Rotating Around Other Lines
If rotating around $y = k$ or $x = h$, the radii change:
- Rotation around $y = -2$: The radius is usually $(f(x) - (-2)) = f(x) + 2$.
- Rotation around $y = 5$: The radius is usually $(5 - f(x))$.
- Always draw a line from the axis of rotation to the curve to determine the length.
Arc Length (BC Topic)
This topic is specific to AP Calculus BC. It calculates the actual length of the curve $f(x)$ if you were to straighten it out.
The Formula
Calculated by integrating the hypotenuse of infinitely small triangles along the curve ($dl = \sqrt{dx^2 + dy^2}$).
For a function $y=f(x)$ on $[a, b]$:
L = \int_{a}^{b} \sqrt{1 + [f'(x)]^2} \, dx
For a function $x=g(y)$ on $[c, d]$:
L = \int_{c}^{d} \sqrt{1 + [g'(y)]^2} \, dy
Example Setup:
Find the length of $y = \ln(\sec x)$ from $x=0$ to $x=\pi/4$.
- Find derivative: $y' = \frac{1}{\sec x} \cdot \sec x \tan x = \tan x$.
- Plug into formula: $L = \int_0^{\pi/4} \sqrt{1 + \tan^2 x} \, dx$.
- Simplify using identity: $1 + \tan^2 x = \sec^2 x$.
- Integral becomes: $\int_0^{\pi/4} \sec x \, dx$.
Common Mistakes & Pitfalls
Confusing Total Distance and Displacement:
- Make sure: Check if the problem asks for "how far it is from the start" (Displacement, $\int v$) or "total distance traveled" (Distance, $\int |v|$).

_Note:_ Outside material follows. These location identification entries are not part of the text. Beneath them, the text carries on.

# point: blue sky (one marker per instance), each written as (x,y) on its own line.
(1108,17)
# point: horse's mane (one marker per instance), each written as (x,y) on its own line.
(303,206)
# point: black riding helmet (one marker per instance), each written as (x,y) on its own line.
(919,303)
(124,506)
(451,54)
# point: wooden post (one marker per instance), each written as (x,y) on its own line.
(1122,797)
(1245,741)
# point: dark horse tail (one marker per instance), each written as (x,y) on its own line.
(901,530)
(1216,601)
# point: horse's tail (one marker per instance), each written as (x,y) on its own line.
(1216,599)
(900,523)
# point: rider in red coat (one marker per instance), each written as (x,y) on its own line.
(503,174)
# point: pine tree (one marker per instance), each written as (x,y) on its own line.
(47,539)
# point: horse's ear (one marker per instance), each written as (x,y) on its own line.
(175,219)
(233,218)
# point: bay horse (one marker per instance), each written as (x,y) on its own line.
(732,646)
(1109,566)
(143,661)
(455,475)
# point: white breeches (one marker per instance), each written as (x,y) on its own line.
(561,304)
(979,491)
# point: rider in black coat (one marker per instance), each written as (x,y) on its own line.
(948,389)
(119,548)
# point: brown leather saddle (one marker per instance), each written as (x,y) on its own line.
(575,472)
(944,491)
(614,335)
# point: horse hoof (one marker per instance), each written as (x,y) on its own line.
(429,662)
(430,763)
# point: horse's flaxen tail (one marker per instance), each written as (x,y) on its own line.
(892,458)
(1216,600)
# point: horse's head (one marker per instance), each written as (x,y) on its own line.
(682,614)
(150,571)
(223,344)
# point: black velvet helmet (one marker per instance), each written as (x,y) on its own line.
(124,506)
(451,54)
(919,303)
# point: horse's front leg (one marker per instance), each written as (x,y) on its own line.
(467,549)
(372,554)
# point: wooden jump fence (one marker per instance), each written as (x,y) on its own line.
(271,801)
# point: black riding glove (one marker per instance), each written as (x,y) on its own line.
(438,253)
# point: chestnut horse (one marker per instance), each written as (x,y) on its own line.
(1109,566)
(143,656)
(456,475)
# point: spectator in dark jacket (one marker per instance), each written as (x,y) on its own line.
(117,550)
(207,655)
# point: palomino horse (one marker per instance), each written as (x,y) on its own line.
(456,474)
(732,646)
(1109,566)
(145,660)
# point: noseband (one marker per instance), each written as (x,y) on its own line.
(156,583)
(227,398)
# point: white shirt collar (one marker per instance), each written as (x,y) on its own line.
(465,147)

The Washer Method Algebra Error:
- Wrong: $\pi \int (R - r)^2 dx$
- Right: $\pi \int (R^2 - r^2) dx$
- Why: You are subtracting one volume from another volume, which means subtracting two squared terms, not squaring the subtraction.
Forgetting $\pi$:
- When calculating Volumes of Revolution, students frequently forget to put the $\pi$ outside the integral.
Mismatched Variables:
- If revolving around the $y$-axis (or a vertical line $x=k$), effective limits and functions must usually be in terms of $y$ (unless using Shell Method, which is rarely required in standard BC curriculums now compared to Washer/Disc).
- Ensure your limits ($a$ to $b$) match the variable of integration ($dx$ uses $x$-values, $dy$ uses $y$-values).